The Senate is expected to consider the Cybersecurity Information Sharing Act (CISA) (S. 754) on the Senate floor this week. The managers of the bill released a manager’s amendment on July 31 that makes some important changes to the bill, but that leaves key privacy and security concerns that CDT identified unaddressed or insufficiently addressed. In short, there are some important and some partial fixes and we describe some of them below and illustrate them in this redline. Huge problems remain.
Limits on Surveillance Authorities
We have criticized CISA as a surveillance bill in cybersecurity clothing because the bill authorizes the government to use information shared with it for cybersecurity purposes for criminal investigations that have nothing to do with cybersecurity. Instead of having to get a warrant to compel companies to turn over Internet user communications content to be used in a criminal investigation, CISA authorizes the companies to share such content when it qualifies as a “cyber threat indicator.” It also permits the companies to share this information not just for cybersecurity purposes, but for any purpose permitted under the bill, including to prosecute crimes unrelated to cybersecurity.
The manager’s amendment partially addresses these concerns in two important ways. First, it permits companies to share cyber threat indicators (CTIs) only for a “cybersecurity purpose.” “Cybersecurity purpose” means the purpose of protecting information or an information system from a cybersecurity threat or a cybersecurity vulnerability. Section 2(4). “Threats” and “vulnerabilities” are defined broadly. While one might prefer a tighter purpose restriction, this is a significant improvement to the bill.
Second, it strikes a reference to 18 USC 3559(c)(2)(F), which permitted the government to use CTIs to investigate certain felonies unrelated to cybersecurity, including car jacking and drug running with a gun. Section (5)(d)(5)(vi). This is a significant improvement. However, the bill still permits the government to use CTIs to investigate and prosecute crimes of espionage, identity theft, censorship, and trade secrets violations. The manager’s amendment improves the bill by limiting government use of CTIs to prosecute crimes, but the improvement falls short of a full fix.
We have criticized CISA for authorizing cybersecurity “countermeasures” (euphemistically re-named “defensive measures”) on one network that cause harm to another network or to data on another network, including countermeasures that run afoul of the federal anti-hacking statute, the Computer Fraud and Abuse Act. 18 USC 1030. The manager’s amendment takes one step forward on countermeasures, and one step back. The amendment makes it clear that countermeasures operating on one network that provide unauthorized access to data on another network are not permitted. Section 2(7)(B). This is a significant step forward because much of the off-network harmful effects of countermeasures cannot occur absent unauthorized access.
On the other hand, the manager’s amendment makes it abundantly clear that the countermeasures the bill authorizes need not operate on one’s own network – they can operate on somebody else’s network or data. It does this by striking the language in the bill that permitted entities to “operate” countermeasures “on” only their own networks or on networks of consenting entities.
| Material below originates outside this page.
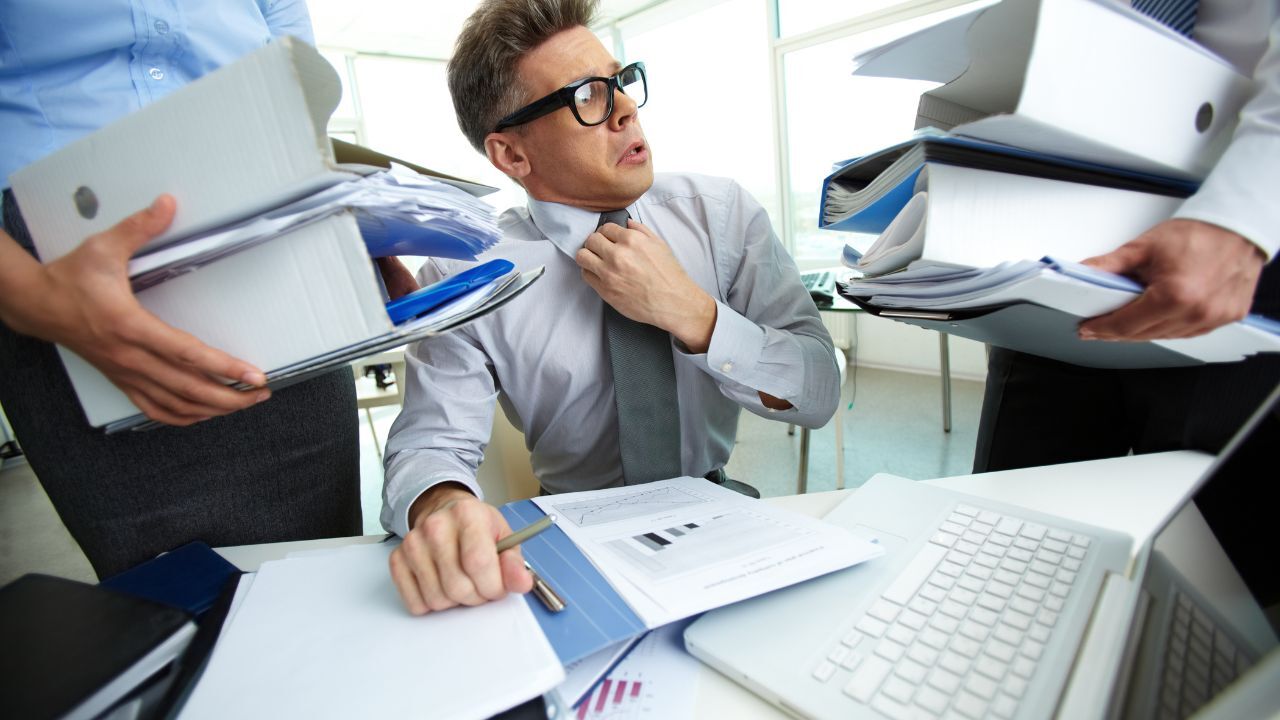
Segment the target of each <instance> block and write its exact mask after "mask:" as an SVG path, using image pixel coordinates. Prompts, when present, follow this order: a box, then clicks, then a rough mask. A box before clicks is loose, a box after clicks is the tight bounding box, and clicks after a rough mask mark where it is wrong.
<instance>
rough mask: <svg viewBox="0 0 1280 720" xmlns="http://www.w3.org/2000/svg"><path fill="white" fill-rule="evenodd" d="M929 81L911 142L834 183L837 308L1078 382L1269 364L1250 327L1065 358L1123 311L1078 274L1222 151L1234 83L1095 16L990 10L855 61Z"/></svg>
mask: <svg viewBox="0 0 1280 720" xmlns="http://www.w3.org/2000/svg"><path fill="white" fill-rule="evenodd" d="M855 64H856V65H858V69H856V70H855V74H864V76H876V77H899V78H911V79H929V81H936V82H942V83H945V85H942V86H940V87H937V88H934V90H931V91H928V92H925V94H924V95H923V96H922V97H920V104H919V106H918V110H916V128H918V129H916V133H915V136H914V137H913V138H911V140H909V141H906V142H902V143H900V145H895V146H891V147H887V149H884V150H881V151H878V152H874V154H870V155H867V156H864V158H859V159H855V160H851V161H847V163H845V164H841V165H838V167H837V168H836V169H835V172H833V173H832V174H831V176H829V177H828V178H827V179H826V182H824V183H823V190H822V209H820V213H822V217H820V218H819V225H820V227H823V228H828V229H840V231H854V232H863V233H878V236H879V237H878V238H877V240H876V242H874V243H873V245H872V247H870V249H868V251H867V252H858V251H856V250H854V249H852V247H846V249H845V256H844V261H845V264H846V265H849V266H851V268H854V269H856V270H859V272H860V273H861V274H863V277H861V278H860V279H854V281H851V282H850V283H847V284H846V286H844V287H841V293H842V295H845V297H847V299H849V300H851V301H854V302H856V304H859V305H860V306H861V307H864V309H865V310H868V311H870V313H874V314H878V315H882V316H888V318H893V319H899V320H902V322H908V323H911V324H915V325H919V327H925V328H929V329H937V331H941V332H947V333H951V334H957V336H961V337H969V338H973V340H978V341H982V342H989V343H993V345H998V346H1004V347H1010V348H1014V350H1020V351H1024V352H1030V354H1034V355H1042V356H1047V357H1053V359H1057V360H1064V361H1069V363H1074V364H1078V365H1085V366H1097V368H1155V366H1178V365H1193V364H1201V363H1215V361H1234V360H1240V359H1243V357H1245V356H1248V355H1252V354H1256V352H1262V351H1280V328H1277V327H1276V325H1275V324H1274V323H1267V322H1265V320H1262V319H1258V318H1252V319H1249V320H1247V322H1243V323H1236V324H1234V325H1228V327H1225V328H1219V329H1217V331H1215V332H1213V333H1210V334H1208V336H1203V337H1201V338H1192V340H1180V341H1157V342H1149V343H1097V342H1092V343H1091V342H1083V341H1079V340H1078V338H1076V333H1075V328H1076V325H1078V324H1079V323H1080V322H1082V320H1083V319H1085V318H1089V316H1094V315H1100V314H1105V313H1107V311H1110V310H1114V309H1116V307H1120V306H1123V305H1125V304H1126V302H1129V301H1132V300H1133V299H1134V297H1137V295H1138V293H1139V292H1140V291H1142V288H1140V287H1138V286H1135V284H1134V283H1132V282H1129V281H1128V279H1125V278H1119V277H1114V275H1106V274H1103V273H1098V272H1094V270H1091V269H1088V268H1084V266H1082V265H1079V264H1078V263H1079V261H1080V260H1084V259H1087V258H1091V256H1094V255H1101V254H1105V252H1108V251H1111V250H1114V249H1116V247H1119V246H1120V245H1123V243H1124V242H1128V241H1129V240H1133V238H1134V237H1137V236H1139V234H1140V233H1142V232H1144V231H1147V229H1148V228H1151V227H1153V225H1156V224H1158V223H1160V222H1162V220H1165V219H1167V218H1170V217H1171V215H1172V213H1174V211H1175V210H1176V209H1178V206H1179V204H1180V202H1181V199H1184V197H1188V196H1189V195H1192V193H1194V192H1196V190H1197V188H1198V184H1199V181H1202V179H1203V178H1204V176H1206V174H1207V173H1208V170H1210V169H1211V168H1212V167H1213V163H1215V161H1216V160H1217V158H1219V156H1220V155H1221V154H1222V151H1224V150H1225V147H1226V145H1228V143H1229V141H1230V137H1231V132H1233V129H1234V127H1235V122H1236V118H1238V114H1239V110H1240V108H1242V106H1243V104H1244V102H1245V101H1247V99H1248V96H1249V92H1251V90H1252V81H1249V79H1248V78H1245V77H1243V76H1240V74H1239V73H1236V72H1235V70H1234V69H1233V68H1231V67H1230V65H1229V64H1228V63H1225V61H1224V60H1221V59H1219V58H1216V56H1213V55H1211V54H1208V53H1206V51H1204V50H1203V49H1202V47H1199V46H1197V45H1196V44H1194V42H1192V41H1190V40H1188V38H1187V37H1184V36H1181V35H1178V33H1176V32H1172V31H1171V29H1169V28H1166V27H1164V26H1161V24H1160V23H1156V22H1155V20H1151V19H1149V18H1147V17H1146V15H1142V14H1139V13H1137V12H1133V10H1132V9H1129V8H1128V6H1123V5H1119V4H1115V3H1111V1H1108V0H1002V1H1000V3H995V4H989V3H988V4H986V5H984V6H983V8H979V9H977V10H973V12H970V13H966V14H963V15H959V17H955V18H952V19H950V20H946V22H943V23H940V24H937V26H933V27H931V28H927V29H923V31H919V32H916V33H914V35H910V36H906V37H904V38H901V40H899V41H896V42H893V44H891V45H887V46H883V47H879V49H876V50H872V51H870V53H868V54H864V55H861V56H859V58H856V59H855Z"/></svg>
Section 4(d)(3)(A)(i). Instead, companies are authorized to operate countermeasures that are “applied to” their own networks and data, regardless of whether they operate on the company’s own network or data, or on that of a non-consenting party. Though this makes the section consistent with another part of the bill that authorizes operation of countermeasures (Section 4(b)(1)), itis a step backwards. The bill permits countermeasures operated on one network to cause harm on another network – or to data on another network – so long as the harm is not substantial. We believe the countermeasures authorization is unnecessary and should be removed. If it is not removed, it should, at a minimum, be amended to permit only those countermeasures that do not run afoul the CFAA.
Role of DHS
We have been concerned that the legislation will marginalize the Department of Homeland Security (DHS) by permitting companies in the civilian private sector to share CTIs directly with the NSA, Cyber Command, and with other elements of the DOD and the intelligence community. While the manager’s amendment does not address this problem directly, it enhances the DHS role in the government’s cybersecurity program by directing both DHS and the Department of Justice (rather than the DOJ acting alone) to issue the policies and procedures that govern the sharing of CTIs.
The manager’s amendment leaves unresolved many of the problems we have identified in the bill. We are hopeful that the procedures the Senate adopts for consideration of the bill permits amendments to address the problems above, as well as:
- Strengthen the requirement to remove personal information by requiring removal of such information unless the entity sharing it reasonably believes the personal information is necessary to describe or mitigate a cybersecurity threat;
- Permit companies in the private civilian sector to share CTIs only with the Department of Homeland Security, as opposed to with the NSA and any other agency of the federal government;
- Ensure that the requirement to share CTIs within the government permits sufficient flexibility and time for the sharing entity to apply privacy protective procedures; and
- Address the cybersecurity-related conduct of the NSA by prohibiting the NSA from stockpiling “zero day” vulnerabilities, and instead, require the NSA (with limited exception) to share those vulnerabilities with the companies that can patch them.